We are afraid that the earlier logged ticket is not yet resolved. We will surely update this forum thread as soon as the ticket is fully investigated and fixed. Please give us some time.

We are sorry for the inconvenience.

alok.agarwal1979 · July 30, 2021, 4:59am

Hello,
Do we have any support for creating pdf without any accessibility issues from html page using Aspose. I looked around in the documentation and support, could not get any satisfactory search.
Regards,
Alok

asad.ali · July 30, 2021, 5:56pm

@alok.agarwal1979

We are afraid that required functionality is currently under the phase of investigation. The related ticket is PDFNET-48846 which has been linked to this thread. As soon as the feature is available, we will update in this forum thread. Please be patient and give us some time.

We are sorry for the inconvenience.

oglesbyw · March 11, 2023, 3:03am

Was this ever resolved? Is there any support for creating a pdf without any accessibility issues from html page using Aspose?

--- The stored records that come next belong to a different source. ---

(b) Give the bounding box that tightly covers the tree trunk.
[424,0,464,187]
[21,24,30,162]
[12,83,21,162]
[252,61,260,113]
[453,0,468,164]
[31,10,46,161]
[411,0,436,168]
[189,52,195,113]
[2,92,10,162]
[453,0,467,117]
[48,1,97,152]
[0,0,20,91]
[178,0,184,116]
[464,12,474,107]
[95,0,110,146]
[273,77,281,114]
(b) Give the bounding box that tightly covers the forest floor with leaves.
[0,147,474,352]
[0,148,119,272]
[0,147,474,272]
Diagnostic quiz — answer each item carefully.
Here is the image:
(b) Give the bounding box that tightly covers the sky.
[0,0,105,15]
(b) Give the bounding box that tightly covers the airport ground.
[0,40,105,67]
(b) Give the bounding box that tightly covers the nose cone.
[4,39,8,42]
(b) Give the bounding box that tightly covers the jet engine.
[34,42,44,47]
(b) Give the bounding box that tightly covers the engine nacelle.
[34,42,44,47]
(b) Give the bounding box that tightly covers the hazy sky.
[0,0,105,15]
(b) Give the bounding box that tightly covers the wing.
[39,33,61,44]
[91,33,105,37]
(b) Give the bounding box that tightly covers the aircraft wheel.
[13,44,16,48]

asad.ali · March 11, 2023, 10:18am

@oglesbyw

We are sorry to share that the investigation of the earlier logged ticket is not yet completed due to other high-priority and blocker tasks. Nevertheless, the ticket has been escalated to the next level of priority and your concerns have been recorded. We will inform you as soon as we have some news about the ticket resolution ETA. We apologize for the delay and the inconvenience.

bach97 · September 18, 2023, 12:42pm

So we are still not able to convert HTML to Tagged PDF in any way with Aspose?

asad.ali · September 18, 2023, 7:51pm

@bach97

We are afraid that it is not yet implemented. The feature is under the consideration. However, it is taking more time to get implemented. As soon as we implement it, we will update you in this forum thread. We apologize for the inconvenience.